The payload takes advantage of the target booster's attitude control and guidance and navigation systems, which enable very accurate pointing of the separated booster section towards the reentry vehicle to ensure the intercept takes place within the forward looking sensors' fields of view. The payload consists of three fundamental parts – forward- and aft-looking sensors, and an electronics box.
The forward-looking sensor package consists of a radiometer, spectrometer, debris impact sensor and a visible-light camera to collect, for the first time, in situ measurements of an Aegis BMD intercept viewed from the target's separated booster section. The target-based sensors provide closer, clearer observations acquired at a different angle than those obtained by airborne- and ground-based platforms, which are often subject to transmission losses.
The forward-looking sensors, used to view the reentry vehicle separating from the booster, are placed inside a hinged cover with sapphire windows to protect them from contamination. After separation, the hinged cover opens so the sensors can directly view the intercept. The aft-looking package consists of an infrared camera to collect data on the booster's post-burnout debris efflux, and a visible-light camera to obtain "departing Earth" video footage as the target's booster flies into space. The APL team designed and built pods, placed on the outside of the booster, to house each of the aft-looking sensors and protect them from aerothermal heating.

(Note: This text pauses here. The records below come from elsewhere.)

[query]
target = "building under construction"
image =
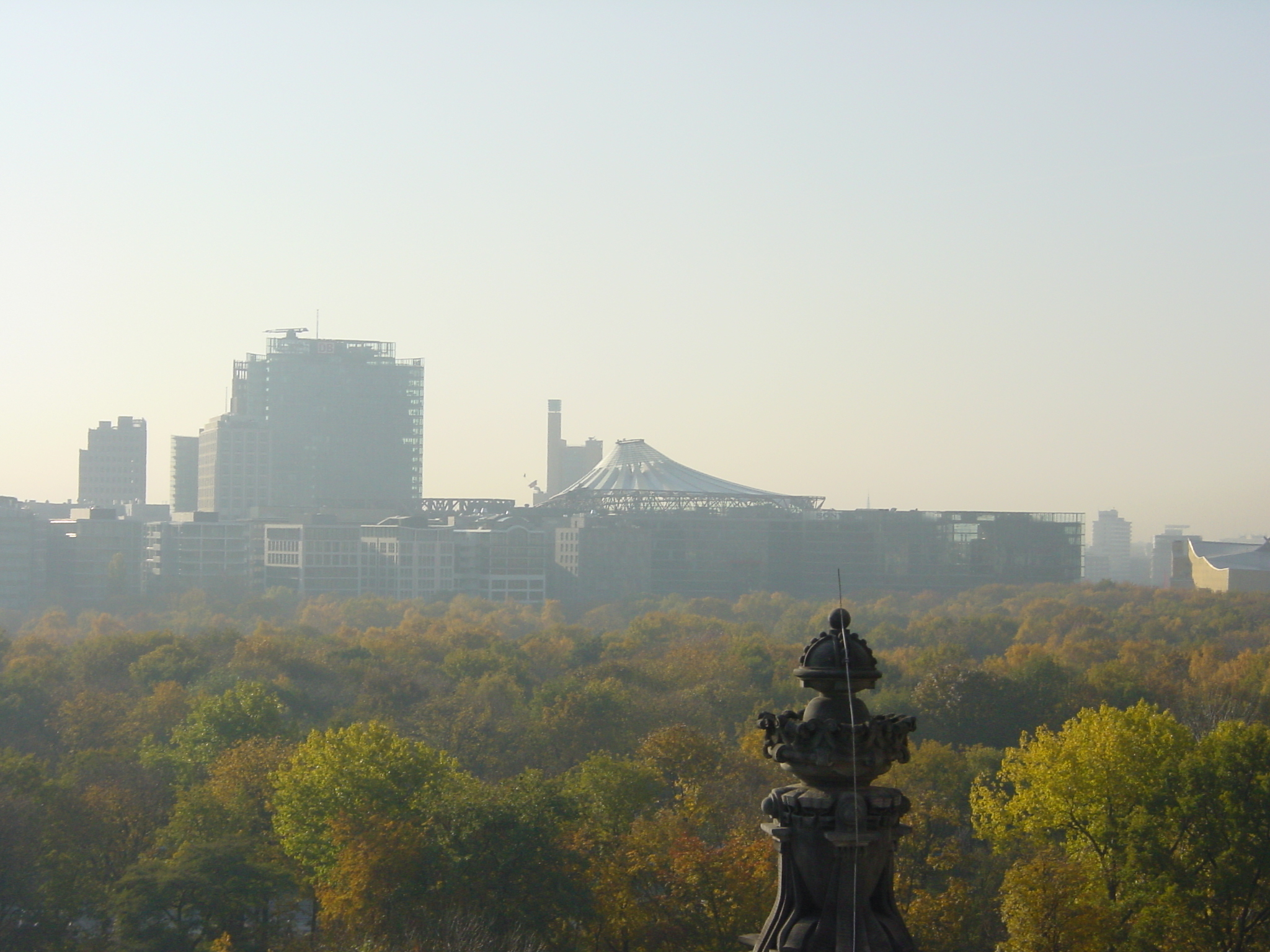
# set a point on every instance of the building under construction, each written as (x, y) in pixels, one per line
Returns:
(642, 523)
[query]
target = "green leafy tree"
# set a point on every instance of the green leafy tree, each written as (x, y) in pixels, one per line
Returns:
(1096, 790)
(1219, 876)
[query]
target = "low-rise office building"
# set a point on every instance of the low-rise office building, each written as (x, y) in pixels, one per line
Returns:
(198, 551)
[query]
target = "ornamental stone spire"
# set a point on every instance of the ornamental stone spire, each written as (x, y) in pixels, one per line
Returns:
(835, 829)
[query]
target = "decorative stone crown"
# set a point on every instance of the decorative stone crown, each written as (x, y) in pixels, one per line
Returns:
(835, 742)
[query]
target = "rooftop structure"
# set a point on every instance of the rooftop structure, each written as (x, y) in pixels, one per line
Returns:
(637, 478)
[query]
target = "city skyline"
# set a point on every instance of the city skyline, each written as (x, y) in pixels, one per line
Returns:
(991, 257)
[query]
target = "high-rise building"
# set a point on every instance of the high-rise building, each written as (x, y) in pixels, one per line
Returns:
(343, 421)
(184, 474)
(22, 555)
(1112, 552)
(234, 466)
(567, 464)
(94, 560)
(113, 467)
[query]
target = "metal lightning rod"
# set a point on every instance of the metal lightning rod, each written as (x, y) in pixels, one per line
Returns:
(855, 777)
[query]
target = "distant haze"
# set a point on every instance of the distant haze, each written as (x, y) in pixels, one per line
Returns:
(938, 255)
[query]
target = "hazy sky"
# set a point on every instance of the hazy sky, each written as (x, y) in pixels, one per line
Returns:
(1003, 255)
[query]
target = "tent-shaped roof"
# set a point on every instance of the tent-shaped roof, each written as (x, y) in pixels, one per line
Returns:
(634, 472)
(634, 465)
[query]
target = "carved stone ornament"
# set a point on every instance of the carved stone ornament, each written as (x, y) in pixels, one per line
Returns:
(836, 832)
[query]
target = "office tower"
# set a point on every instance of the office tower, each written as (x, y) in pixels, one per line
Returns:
(113, 467)
(343, 420)
(234, 466)
(198, 551)
(184, 474)
(1110, 553)
(22, 555)
(567, 464)
(95, 560)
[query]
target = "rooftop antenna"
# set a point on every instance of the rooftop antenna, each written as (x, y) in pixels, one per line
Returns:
(842, 619)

The APL team also oversaw the development of an electronics box to switch between instruments and cameras during the mission, and encode and format data and video for telemetry transmission.
"We're very excited to provide the Aegis BMD community with this unique capability," Mulé says. "Data collected during this flight test will add to the understanding of the intercept, as well as post-burnout solid rocket motor debris phenomena."
The APL team built and tested, in house, two payloads – one for the November 17 flight test and another for the next test scheduled for early 2006. They're currently fabricating two additional payloads for future tests, and developing the next-generation payload concept that would fly on much longer-range targets used to support Aegis BMD flight tests.
"It was rewarding for our team to build off of the Lab's legacy in both air and missile defense and space applications, and develop and test the payloads within APL facilities," Mulé says. "We envision continuing our efforts to evolve the payload and transitioning the technology to industry."